SURAKARTA, MUHAMMADIYAHSOLO.COM – Lembaga Pengembangan Pondok Islam dan Kemuhammadiyahan (LPPIK) Universitas Muhammadiyah Surakarta (UMS) menyelenggarakan Seminar Nasional dengan topik, “Risalah Islam Berkemajuan (RIB).”
Kegiatan yang diselenggarakan di Gedung Auditorium Mohammad Djazman, Rabu (31/5), menekankan pada RIB dalam dakwah dan pendidikan. Kegiatan ini diikuti oleh mahasiswa semester 4 yang menempuh mata kuliah Kemuhammadiyahan, serta para dosen.
RIB yang merupakan hasil dari keputusan Muktamar Muhammadiyah ke -48 tersebut dijabarkan oleh tiga pemateri, yaitu Rektor UMS Prof., Dr., Sofyan Anif, M.Si, Wakil Ketua 3 Majelis Tarjih dan Tajdid PP Muhammadiyah Prof., Dr., Abdul Fattah Santoso, M.Ag, serta Ketua Majelis Tabligh PP Muhammadiyah Dr., Fathurrahman Kamal, Lc., M.Si.
Sofyan Anif menyampaikan, ketika membahas RIB dalam konteks Al Islam dan Kemuhammadiyahan (AIK), AIK di lembaga pendidikan Muhammadiyah merupakan modal berdakwah.
Untuk dapat merespon RIB, para pemegang kebijakan di lembaga pendidikan perlu mengembangkan program atau kebijakan untuk menginternalkan nilai AIK ke dalam kehidupan sehari-hari.
“Tuntutannya adalah kita harus lebih progresif, lebih dinamis termasuk program-program kita, yang tentu itu akan mempercepat mengakselerasi tujuan Muhammadiyah menciptakan atau membangun masyarakat Islam yang sebenar-benarnya, masyarakat Islam Rahmatan lil Alamin,” ungkap Sofyan Anif.
Pada bagian lain, Fattah Santoso mengungkapkan, soal AIK sebagai mata kuliah. Dia juga menyampaikan tentang tujuan pendidikan AIK. Di sisi lain, RIB menurutnya bisa dijadikan acuan untuk AIK.
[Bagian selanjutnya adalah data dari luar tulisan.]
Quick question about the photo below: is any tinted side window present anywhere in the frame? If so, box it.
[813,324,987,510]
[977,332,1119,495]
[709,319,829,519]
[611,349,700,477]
“Untuk membentuk insan berkarakter, dan insan terpelajar yang diharapkan memiliki integritas dan kesadaran etis, menuju manusia berkemajuan, berjiwa pengasih dan penuh kasih,” jelasnya.
Pada sesi terakhir, Fathurrahman mengatakan bahwa di dalam Al Quran menyebutkan kata jahiliyah sebanyak 4 kali.
“RIB harus bercita-cita mengeliminir daripada 4 trend jahiliyah di dalam Al Quran,” kata Fathurrahman.
Ke empat trend tersebut adalah kerancuan epistemologi, sistem hukum dan politik yang buruk, kejahiliyahan di dalam domain tradisi sosial dan kebudayaan, serta watak kesombongan, fanatisme, rasisme. Maka untuk mengaktaulisasikan RIB, 4 diksi yang disebut oleh Allah tidak boleh ada.
Pada kesempatan lain, Ketua Majelis Tablig itu menerangkan bahwa muatan dari RIB itu bersifat universal, tidak hanya untuk warga Muhammadiyah, tapi semua umat manusia.
“Nilai-nilai yang termuat di dalam RIB itu berisi hal-hal yang fundamental. Memang ada hal hal yang sifatnya eksklusif, seperti berasaskan Al Quran dan As Sunnah dan seterusnya, saya kira itu sifatnya normatif,” katanya saat menjawab pertanyaan salah seorang peserta, tentang apakah di Indonesia bagian timur akan disampaikan mengenai RIB?.
Sehingga hal demikian yang bersifat ekslusif tidak dapat dipaksakan untuk disampaikan kepada mahasiswa yang non muslim, melainkan akan menyampaikan hal yang bersifat universal seperti toleransi, bukan pada aspek keyakinan. Hal tersebut lah yang menjadi spirit dari RIB.
Dia juga mengatakan bahwa Kris-Muha, istilah untuk penganut agama Kristen tetapi bermuhammadiyah. Mereka ini gembira dan senang dengan toleransi dan pelayanan dari Muhammadiyah, yang tidak diskriminatif, dan mereka juga rela untuk menjadi penopang kegiatan Muhammadiyah.